The world is flat. We’ve collapsed time, annihilated distance. Geography is dead. So go the polemical claims of globalization. Contrasting effective distance with absolute distance is a more useful construct. Finding a signal in the noise of a pandemic:
We know speed of air travel makes it easy for disease to spread between major transportation hubs, even ones separated by hundreds or thousands of miles. But even taking transportation networks into account, the most sophisticated outbreak models can’t accurately predict where diseases will emerge next. The solution, according to a new study out today, may be to throw out the maps, or at least redefine distance.
Dirk Brockmann, professor of theoretical biology at Berlin’s Humboldt-Universität and author of the new paper in Science, says geographic distance means very little when it comes to disease. “When you look at a map of the world, a certain distance symbolizes the actual geographic distance,” he says. “We thought, maybe that’s where all the trouble is. Maybe we need to think of distance in a different way.”
He and coauthor Dirk Helbing of the Swiss university ETH Zurich say “effective distance,” rather than geographic distance, can more accurately pinpoint an outbreak’s origin and predict where it will strike next. “Now we finally understand the models that we’re simulating in the computer,” he says. “The patterns that appear so complex when we look at them on ordinary maps—they aren’t really complex. It’s just we’re looking at them in the wrong way.”

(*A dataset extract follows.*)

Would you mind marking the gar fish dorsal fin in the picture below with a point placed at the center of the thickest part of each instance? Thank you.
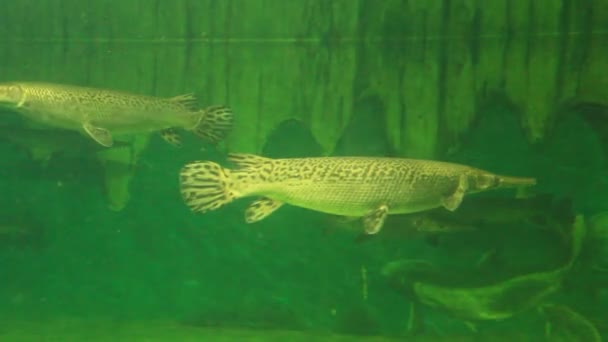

Emphasis added. Concerning innovation, we need to think of distance in a different way. Knowledge moves like a virus. Which is to say, knowledge doesn’t diffuse like many urbanists think it does. Wired speculating why Apple doesn’t need to abandon suburban Cupertino for urban San Francisco:
Regardless, it’s not like an urban headquarters was ever really a possibility for Apple. Cities overall, with their messy, chaotic, open-ended ways, their dense public spaces that encourage interaction and collaboration, don’t fit Apple as a company or culture. In a way, a closed circle is an ideal metaphor for Apple’s product philosophy: Our design is so seamlessly perfect you never have to leave our world. The question is whether walling itself off from the real world will one day lead to cracks in that perfection.
The greatest icon of American innovation, Steve Jobs, stands opposed to Richard Florida and the supposed density dividend that cities offer. Who do you think is right, Jobs or Florida? People follow Jobs.
Jobs didn’t think Apple needed cities. As long as the effective distance is short, where Apple is located doesn’t matter. The same goes for crime:
CeaseFire and The Interrupters reframed Chicago crime to study the idea of violence as a virus, and it’s become both a familiar metaphor and guide for real-world policy; “epidemic” is no longer just a scare word for homicide counts, it’s a conceptual frame. …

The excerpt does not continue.